Describe the bug
When executing a SQL query with LIMIT against a MemTable, the limit is silently ignored if the SELECT clause projects columns in a different order than they appear in the table schema.
The optimized plan correctly shows Limit: skip=0, fetch=5 and TableScan: fetch=5, but execution returns all rows instead of the requested limit.
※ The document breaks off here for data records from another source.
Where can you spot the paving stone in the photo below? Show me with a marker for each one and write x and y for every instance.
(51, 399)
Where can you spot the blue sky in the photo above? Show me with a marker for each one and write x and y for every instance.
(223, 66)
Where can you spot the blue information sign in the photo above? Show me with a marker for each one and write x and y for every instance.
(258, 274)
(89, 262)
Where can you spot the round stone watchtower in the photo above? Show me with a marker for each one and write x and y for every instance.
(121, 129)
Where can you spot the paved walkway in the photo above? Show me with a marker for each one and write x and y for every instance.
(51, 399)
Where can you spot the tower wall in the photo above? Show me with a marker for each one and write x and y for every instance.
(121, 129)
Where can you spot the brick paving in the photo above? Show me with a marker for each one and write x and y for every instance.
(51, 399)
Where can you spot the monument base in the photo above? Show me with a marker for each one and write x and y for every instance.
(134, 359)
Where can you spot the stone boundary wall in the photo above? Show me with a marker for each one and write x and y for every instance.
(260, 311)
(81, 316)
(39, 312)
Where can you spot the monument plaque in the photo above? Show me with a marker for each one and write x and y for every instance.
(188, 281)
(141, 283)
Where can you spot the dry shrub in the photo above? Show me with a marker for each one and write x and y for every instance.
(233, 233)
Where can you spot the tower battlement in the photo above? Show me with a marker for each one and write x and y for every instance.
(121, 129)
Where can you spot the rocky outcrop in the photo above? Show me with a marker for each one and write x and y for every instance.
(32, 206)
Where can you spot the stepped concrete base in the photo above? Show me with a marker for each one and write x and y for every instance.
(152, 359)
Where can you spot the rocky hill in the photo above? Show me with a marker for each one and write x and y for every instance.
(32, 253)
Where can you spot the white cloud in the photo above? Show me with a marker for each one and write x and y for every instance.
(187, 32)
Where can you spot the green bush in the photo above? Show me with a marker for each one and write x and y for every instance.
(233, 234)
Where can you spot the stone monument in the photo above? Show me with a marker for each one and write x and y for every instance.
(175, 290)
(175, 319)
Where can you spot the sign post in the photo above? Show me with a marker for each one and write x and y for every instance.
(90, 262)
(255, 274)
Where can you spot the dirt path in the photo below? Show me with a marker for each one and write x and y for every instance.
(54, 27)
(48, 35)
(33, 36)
This only occurs when the SELECT reorders columns relative to the schema. Selecting columns in schema order works correctly. Adding ORDER BY also makes it work.
Environment:
- DataFusion version: 53.0.0
- Arrow version: 55.x (via DataFusion re-export)
- Rust version: 1.94.0
- OS: Linux (Ubuntu 22.04)
To Reproduce
Minimal standalone reproduction (copy-paste into any project with datafusion = "53"):
use datafusion::prelude::*;
use datafusion::datasource::MemTable;
use datafusion::arrow::datatypes::{Schema, Field, DataType};
use datafusion::arrow::record_batch::RecordBatch;
use datafusion::arrow::array::{StringArray, Float64Array};
use std::sync::Arc;
#[tokio::test]
async fn df53_limit_bug_repro() {
let schema = Arc::new(Schema::new(vec![
Field::new("col_a", DataType::Utf8, false),
Field::new("col_b", DataType::Float64, true),
Field::new("col_c", DataType::Utf8, true),
]));
let batch = RecordBatch::try_new(
schema.clone(),
vec![
Arc::new(StringArray::from(
(0..20).map(|i| format!("a-{i}")).collect::<Vec<_>>(),
)),
Arc::new(Float64Array::from(
(0..20).map(|i| i as f64).collect::<Vec<_>>(),
)),
Arc::new(StringArray::from(
(0..20).map(|i| format!("c-{i}")).collect::<Vec<_>>(),
)),
],
)
.unwrap();
// Case 1: Schema-order SELECT → LIMIT works
let t1 = MemTable::try_new(schema.clone(), vec![vec![batch.clone()]]).unwrap();
let ctx1 = SessionContext::new();
ctx1.register_table("t", Arc::new(t1)).unwrap();
let r1: usize = ctx1
.sql("SELECT col_b, col_c FROM t LIMIT 5")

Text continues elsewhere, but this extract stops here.